Lofty words aside, Canada’s 43rd election campaign capped a particularly bruising year for Trudeau, who rose to power in 2014 as an outspoken progressive.
Once in office, he attempted to please both the left and right flanks of Canada’s centrist voters and instead irritated suburbanites and environmentalists by at once introducing a carbon tax and buying an oil pipeline. His image was further damaged when his government was found to have pushed for judicial leniency for SNC-Lavalin, a scandal-plagued engineering firm based in the politically crucial province of Quebec.
Trudeau’s personal reputation suffered another blow when pictures emerged of him in blackface – and suffered again when he couldn’t say how often he’d donned it in public. Though he repeatedly apologised, the incident played into the well-hewed caricature of Trudeau as a hypocritical, out-of-touch dilettante.
Yet in defeating Conservative party, the Liberals have instead called into question the direction of conservativism in Canada. The Conservative leader, Andrew Scheer, himself a social conservative, was decidedly uncomfortable discussing issues of abortion, same sex marriage and climate change.
Though Scheer’s plan to scrap Trudeau’s carbon tax was popular in Canada’s oil-producing regions, it put him at odds with public opinion across the country.
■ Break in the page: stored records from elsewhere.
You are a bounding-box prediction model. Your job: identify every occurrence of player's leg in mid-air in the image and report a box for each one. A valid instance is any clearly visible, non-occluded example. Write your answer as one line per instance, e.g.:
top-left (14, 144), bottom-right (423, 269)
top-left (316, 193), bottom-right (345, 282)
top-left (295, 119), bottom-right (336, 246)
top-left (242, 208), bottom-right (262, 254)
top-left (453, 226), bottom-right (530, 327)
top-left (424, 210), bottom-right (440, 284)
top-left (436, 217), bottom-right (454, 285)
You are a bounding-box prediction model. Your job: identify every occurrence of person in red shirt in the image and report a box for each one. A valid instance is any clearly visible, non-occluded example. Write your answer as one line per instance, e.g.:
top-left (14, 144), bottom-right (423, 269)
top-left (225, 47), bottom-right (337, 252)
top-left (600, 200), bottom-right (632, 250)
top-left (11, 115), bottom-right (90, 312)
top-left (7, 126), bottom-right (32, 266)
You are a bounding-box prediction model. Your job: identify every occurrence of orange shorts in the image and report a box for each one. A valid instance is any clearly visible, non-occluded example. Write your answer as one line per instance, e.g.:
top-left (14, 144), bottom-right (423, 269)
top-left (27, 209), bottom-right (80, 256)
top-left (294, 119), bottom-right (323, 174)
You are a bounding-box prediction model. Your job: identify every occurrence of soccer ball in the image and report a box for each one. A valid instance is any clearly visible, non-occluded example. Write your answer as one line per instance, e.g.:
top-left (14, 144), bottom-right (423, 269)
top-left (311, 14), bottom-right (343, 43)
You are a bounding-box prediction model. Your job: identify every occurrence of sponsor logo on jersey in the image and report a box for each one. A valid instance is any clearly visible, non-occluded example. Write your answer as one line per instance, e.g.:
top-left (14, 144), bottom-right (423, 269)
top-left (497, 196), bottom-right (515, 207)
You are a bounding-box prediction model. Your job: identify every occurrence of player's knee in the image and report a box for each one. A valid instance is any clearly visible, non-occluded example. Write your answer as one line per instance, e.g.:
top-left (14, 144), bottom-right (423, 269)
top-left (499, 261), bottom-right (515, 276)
As a result, the party failed to gain momentum in either Quebec or the vote-rich confines of suburban Ontario.
And the election was also a veritable death knell for the country’s fledging far right party, the People’s Party of Canada. Its leader, former Conservative MP Maxime Bernier, adopted the tone and substance of Trumpian nativism, decrying multiculturalism and promising to decrease immigration. Formed just over a year ago, the PPC ran a nearly full slate of candidates, yet failed to win a single seat.
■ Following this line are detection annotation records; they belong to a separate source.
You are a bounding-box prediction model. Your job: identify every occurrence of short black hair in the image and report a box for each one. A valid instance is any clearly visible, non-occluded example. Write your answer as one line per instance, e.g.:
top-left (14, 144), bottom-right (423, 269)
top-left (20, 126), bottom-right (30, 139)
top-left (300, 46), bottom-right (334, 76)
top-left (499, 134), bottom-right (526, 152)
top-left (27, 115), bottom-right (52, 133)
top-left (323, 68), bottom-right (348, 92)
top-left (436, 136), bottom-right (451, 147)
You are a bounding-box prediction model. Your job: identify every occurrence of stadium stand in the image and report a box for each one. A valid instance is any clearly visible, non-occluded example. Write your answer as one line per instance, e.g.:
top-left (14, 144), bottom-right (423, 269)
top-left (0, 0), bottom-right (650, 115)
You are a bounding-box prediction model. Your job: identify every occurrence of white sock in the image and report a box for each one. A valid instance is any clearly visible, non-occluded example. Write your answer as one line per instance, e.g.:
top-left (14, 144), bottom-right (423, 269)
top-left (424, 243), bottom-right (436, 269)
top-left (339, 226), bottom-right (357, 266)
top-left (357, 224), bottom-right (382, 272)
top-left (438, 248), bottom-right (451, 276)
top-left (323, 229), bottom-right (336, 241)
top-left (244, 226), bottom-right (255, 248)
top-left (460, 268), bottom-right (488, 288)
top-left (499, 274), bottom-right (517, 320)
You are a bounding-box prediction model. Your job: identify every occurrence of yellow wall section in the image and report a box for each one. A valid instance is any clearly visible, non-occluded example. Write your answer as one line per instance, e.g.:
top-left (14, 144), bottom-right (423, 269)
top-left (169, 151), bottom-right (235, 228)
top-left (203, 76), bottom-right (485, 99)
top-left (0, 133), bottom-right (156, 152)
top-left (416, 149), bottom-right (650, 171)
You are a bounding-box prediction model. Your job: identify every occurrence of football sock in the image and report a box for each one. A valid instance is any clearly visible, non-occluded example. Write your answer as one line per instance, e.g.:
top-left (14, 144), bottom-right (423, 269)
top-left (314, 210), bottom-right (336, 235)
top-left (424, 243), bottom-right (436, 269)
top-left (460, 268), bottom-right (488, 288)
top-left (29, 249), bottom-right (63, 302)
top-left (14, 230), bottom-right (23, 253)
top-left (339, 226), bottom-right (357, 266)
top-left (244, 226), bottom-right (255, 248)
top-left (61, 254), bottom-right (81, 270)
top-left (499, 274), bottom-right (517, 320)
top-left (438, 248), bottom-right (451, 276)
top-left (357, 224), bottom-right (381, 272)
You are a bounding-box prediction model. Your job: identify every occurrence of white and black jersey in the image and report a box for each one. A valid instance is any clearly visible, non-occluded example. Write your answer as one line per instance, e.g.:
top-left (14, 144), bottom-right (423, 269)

Trudeau will instead look to his left to prop up his minority government. With just over two dozen seats, the New Democratic Party will likely hold the balance of power in Parliament.
NDP leader Jagmeet Singh, a practising Sikh, is the first person of colour to lead a federal political party in Canada’s history. The NDP platform is chock full of progressive initiatives, including a national pharmacare plan and a tax on the ultra-rich to help pay for it.
The party is also firmly against further pipeline development, which puts it at odds with the Liberal plan to expand the Trans Mountain Pipeline. However, the NDP’s newfound power – the party has never formed a government – is tempered by its empty coffers and Canada’s election fatigue, meaning expediency will likely trump ideology in the short and medium term.
The Liberal party lost a significant number of votes and seats in the election. Trudeau’s reputation as Canada’s “Sweet Woke Bae Prince” is damaged, perhaps permanently, because of his onetime penchant painting his face black. Yet in winning the election despite it all, Justin Trudeau has again turned the focus on his right-leaning rivals across the aisle.